Do not add medication or electrolytes directly to the lipid emulsion. If it is necessary to introduce additives, verify the compatibility and mix thoroughly before administration to the patient.
INSTRUCTIONS FOR USE/HANDLING AND DISPOSAL: BOTTLE: Before opening the protective overwrap, check the color of the oxygen indicator affixed to the oxygen absorber. Compare it to the reference color printed next to the OK symbol and depicted in the printed area of the indicator label. Do not use the product if the color of the oxygen indicator does not correspond to the reference color printed next to the OK symbol.
All opened bottles must be used immediately and not be stored for further use.
For single use only. Discard partly use bottle.
BAG: To open: Remove the protective overwrap. Discard the oxygen absorber/indicator.

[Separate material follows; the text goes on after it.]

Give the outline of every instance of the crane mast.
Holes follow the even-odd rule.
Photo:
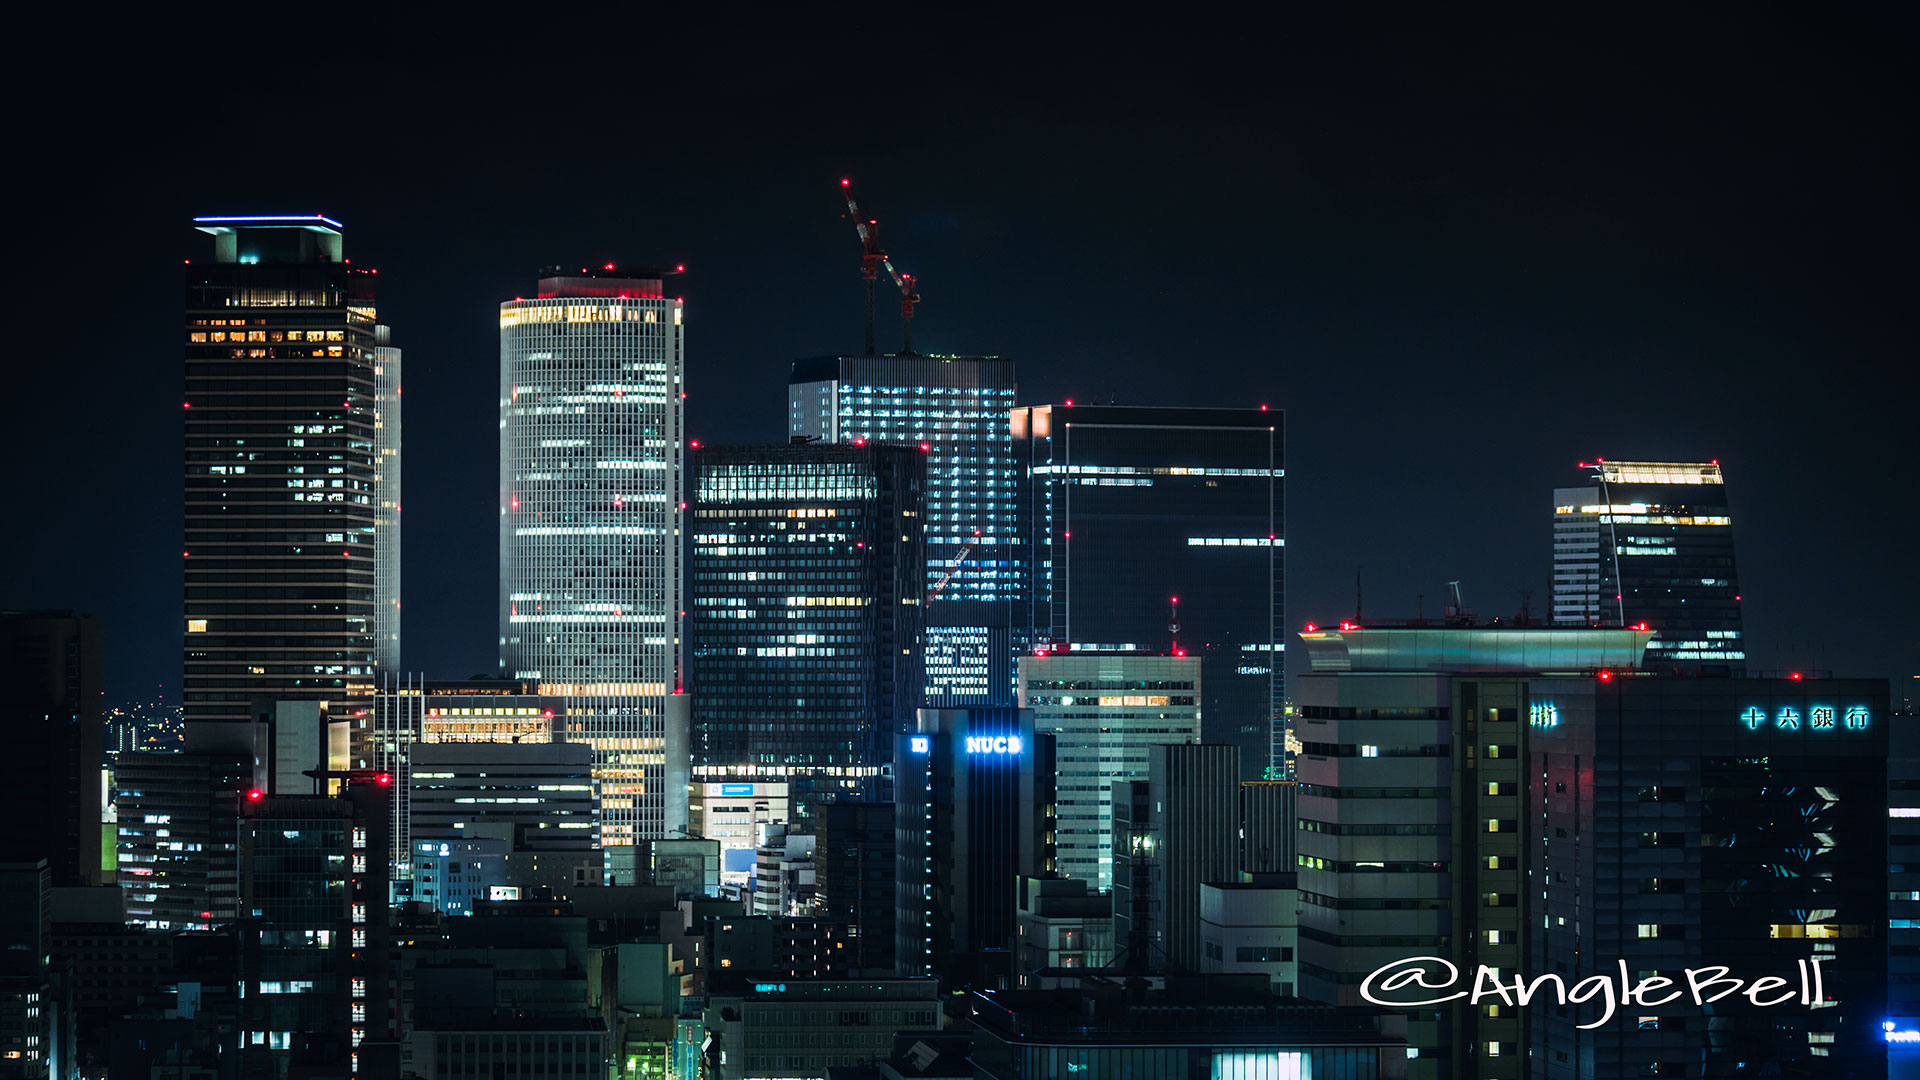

Confirm the integrity of the bag.
Use only if the bag is not damaged and if the emulsion is a homogeneous liquid with a milky appearance.
Once the bag is opened, use immediately. Discard partially used containers.
Positioning the infusion: Suspend the bag.
Remove the plastic protector from the administration outlet.
Firmly insert the infusion spike into the administration outlet.
Additions: Do not make any additions directly to the bag.
If it is necessary to introduce additives, verify the compatibility and mix thoroughly before administration to the patient.
Additions must be performed under aseptic conditions. These additions are made into the injection site using a needle: Prepare the injection site.
Puncture the injection site and inject.
Mix the contents of the bag and the additives.
Administration: For single use only.
Do not store partially used bags and destroy all accessory parts after use.
Do not re-connect partially used bags.
Do not connect a bag in series in order to avoid the possibility of air embolism due to gas contained in the first bag.
Any unused product or waste material and all necessary disposable devices must be discarded.
When used in neonates and children below 2 years, protect from light exposure when admixtures include trace elements and/or vitamins, after admixture through administration. Exposure of CLINOLEIC 20% to ambient light after admixture generates peroxides and other degradation products that can be reduced by photoprotection (Precautions).
When administered as a component of parenteral nutrition, the compatibility of the components and stability of the admixture must be checked before administration to the patient. Admixing should be accompanied by gentle agitation during preparation under strict aseptic conditions.
When preparing an admixture that includes CLINOLEIC 20%, the final osmolarity of the mixture should be measured before administration via a peripheral vein.
If the final mixture is hypertonic, it may cause irritation of the vein when administered into a peripheral vein.